Pace miles 1-5: 8:54, 8:37, 8:29, 8:32, 8:22
The course then runs the five miles back, past the start/finish line, a couple of miles out under the Ventura Pier and around Ventura State Beach Park, and back to the finish line along the promenade.
Around mile 8 the pace stopped feeling comfortable and started getting tougher. The 8 a.m. start time meant that we faced some serious heat on the course in the later miles (73 degrees and humid by the time I finished). I wore a visor and sunglasses and stopped at the aid stations every 1-1.5 miles for Gatorade and water. The volunteers were hustling and did a good job helping the runners.
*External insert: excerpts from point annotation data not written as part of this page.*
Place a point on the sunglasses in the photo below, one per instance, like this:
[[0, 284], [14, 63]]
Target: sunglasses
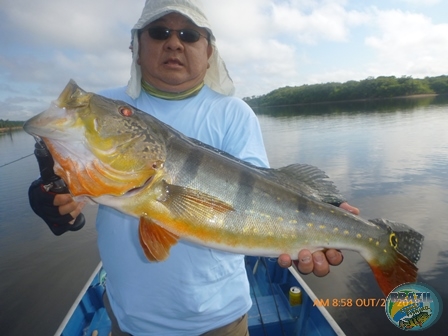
[[185, 35]]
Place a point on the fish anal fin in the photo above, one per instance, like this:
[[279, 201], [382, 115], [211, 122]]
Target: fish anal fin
[[394, 274], [155, 240], [190, 203]]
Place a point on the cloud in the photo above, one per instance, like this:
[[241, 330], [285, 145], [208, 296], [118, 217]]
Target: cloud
[[266, 44], [408, 43]]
Pace miles 6-10: 8:29, 8:38, 8:27, 8:26, 8:36
The last 5K of the race was a challenge. My training plan only called for 11 miles for my long run so when I passed the parking structure after mile 12 the temptation to call it good was strong! The plan also called for a “fast finish” though, so I picked it up for mile 13 and brought it home strong.
Pace miles 11-13.1: 8:24, 8:52, 8:30
Chip Finish Time: 1:52:15, 8:34 average pace overall
Females 40-49 age group: 9 of 113
Females overall: 33 of 408 (Interesting that there were more women than men in the race! Go ladies!)
All finishers: 94 of 664
I enjoyed the bananas, oranges and Gatorade at the finish line while I waited in line for the free tacos. There was free beer too but I wouldn’t have survived the drive home with that!
It was an interesting experience running the race “naked.” I ended up running faster than I would have had I been looking at my watch, and yet the pace felt easier. I found that when I run by effort, the pace feels more comfortable than if I try to “force” myself to hit a certain pace on the watch. Now would I pace a marathon goal race this way? Not likely. That would take a lot more practice for me and a lot better sense of how to run 26.2 by feel. Would I pace another half this way? Absolutely, especially if I wanted to use the race to gauge my current level of fitness. For not tapering (and for spending several hours the previous day cleaning and priming my daughter’s bedroom to paint), I was very happy with how the race went. I recommend the course for the views, the smaller size of the field, the ease of parking and same-day packet pick-up, the nice race t-shirt, finisher’s medal, and free tacos and beer at the finish. Just a few tips if you plan on going for a goal time on this course: place yourself toward the front of your wave at the start, be prepared to dodge a few runners and people on the boardwalk (which isn’t closed to the public), and dress for the heat. With early bird registration starting at $45 for the half and going up to $75 in the months before race day, it’s a great value for a well-run (no pun intended), gorgeous race!
Have you ever run a race “naked”? Do you find it easier to run by feel or by a GPS watch?